NOTE: Listen to Craig Robinson on Thursday’s “All Things Considered” from National Public Radio by clicking here. — Editor
Just like a new coach might hope at the beginning of a new season, Craig Robinson knew his brother-in-law’s Presidential campaign had a “real possibility” of succeeding.
“What we had to do was keep our eye on the prize, our nose to the grindstone,” said Robinson, Oregon State’s men’s basketball coach and brother of Michelle Obama, wife of President-elect Barack Obama.
Nine days ago, the hope became a reality as U.S. voters gave the Illinois Democrat 52 percent of the popular vote and a two-to-one margin in the Electoral College. His election as not only the 44th U.S. president but the first African-American president in the nation’s 232-year history dominated international news coverage.
Friday afternoon, Robinson was looking forward to a quiet weekend with his wife and children to let the reality of it all sink in. “These people I’ve known all my life are now the president and first lady,” he exclaimed.

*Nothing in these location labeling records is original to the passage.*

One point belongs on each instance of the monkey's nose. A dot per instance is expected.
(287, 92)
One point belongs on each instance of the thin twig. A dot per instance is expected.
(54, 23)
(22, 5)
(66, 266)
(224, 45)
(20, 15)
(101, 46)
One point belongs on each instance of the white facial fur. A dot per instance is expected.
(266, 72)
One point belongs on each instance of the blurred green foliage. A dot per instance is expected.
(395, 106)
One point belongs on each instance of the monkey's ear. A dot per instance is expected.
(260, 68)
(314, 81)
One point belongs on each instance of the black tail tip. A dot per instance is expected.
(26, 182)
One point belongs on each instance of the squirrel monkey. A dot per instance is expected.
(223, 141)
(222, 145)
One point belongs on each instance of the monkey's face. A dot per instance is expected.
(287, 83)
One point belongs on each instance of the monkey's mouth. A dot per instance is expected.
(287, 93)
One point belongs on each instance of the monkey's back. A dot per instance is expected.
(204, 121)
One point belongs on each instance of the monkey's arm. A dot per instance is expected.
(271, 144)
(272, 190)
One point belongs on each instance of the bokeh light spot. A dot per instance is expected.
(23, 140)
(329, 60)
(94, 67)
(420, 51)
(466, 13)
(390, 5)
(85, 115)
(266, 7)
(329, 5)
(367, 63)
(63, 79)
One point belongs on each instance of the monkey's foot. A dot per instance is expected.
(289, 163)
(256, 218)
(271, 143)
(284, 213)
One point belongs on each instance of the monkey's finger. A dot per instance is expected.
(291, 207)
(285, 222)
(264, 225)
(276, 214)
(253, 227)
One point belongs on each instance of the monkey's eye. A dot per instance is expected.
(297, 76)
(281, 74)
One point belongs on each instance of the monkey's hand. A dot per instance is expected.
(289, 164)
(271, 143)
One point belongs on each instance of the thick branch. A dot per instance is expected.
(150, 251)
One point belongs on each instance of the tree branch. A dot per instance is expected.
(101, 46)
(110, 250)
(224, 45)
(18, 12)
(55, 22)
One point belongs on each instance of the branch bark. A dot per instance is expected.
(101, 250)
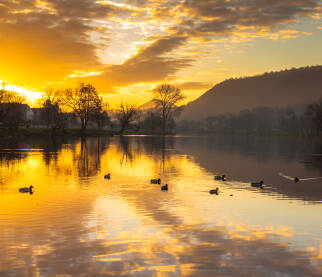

Standing on stage at almost midnight on Nov. 4 and towering over his brother-in-law, Robinson felt “a powerful rush” as 120,000 people in Chicago’s Grant Park cheered, screamed, and cried after Obama’s acceptance speech. The coach had been an important part of the campaign, representing Obama at more than 50 events over the past year.
“Yet it was very humbling, too, quite an honor to be standing there with Barack and representing America,” said Robinson.
He was in the room when his brother-in-law took phone calls from President George W. Bush and Sen. John McCain, the Republican nominee. He took the stage with the rest of the family after Obama’s victory speech, and was awed by both the crowd’s energy and the moment.
“It’s so powerful, so emotional to realize all that has transpired to get us to this point today,” Robinson said, not only for the Obama campaign, not only for African Americans, but for all America.
For all the historic precedent of the past week, however, Robinson is now in “business as usual mode. My focus is to try to turn a basketball program around.”
Robinson in April inherited an OSU program that is coming off an 0-18 season in the Pac 10, carrying a 21-game losing streak and looking for its first NCAA tournament appearance since 1990.
A few hours after Chicago, he was back on the job, watching film, running a practice and looking for ways to make OSU better.
It would be naïve to say that the notoriety of being the coach whose brother-in-law is president of the most powerful government on Earth won’t affect the OSU program, Robinson said. “If we get invited into some (recruits’) homes because of it, that would be fine.”
He doesn’t feel apprehensive, he said. “It just that more people will be watching to see what we do.”
Spoken just like a new coach hoping for a “real possibility” of success at the beginning of a new season.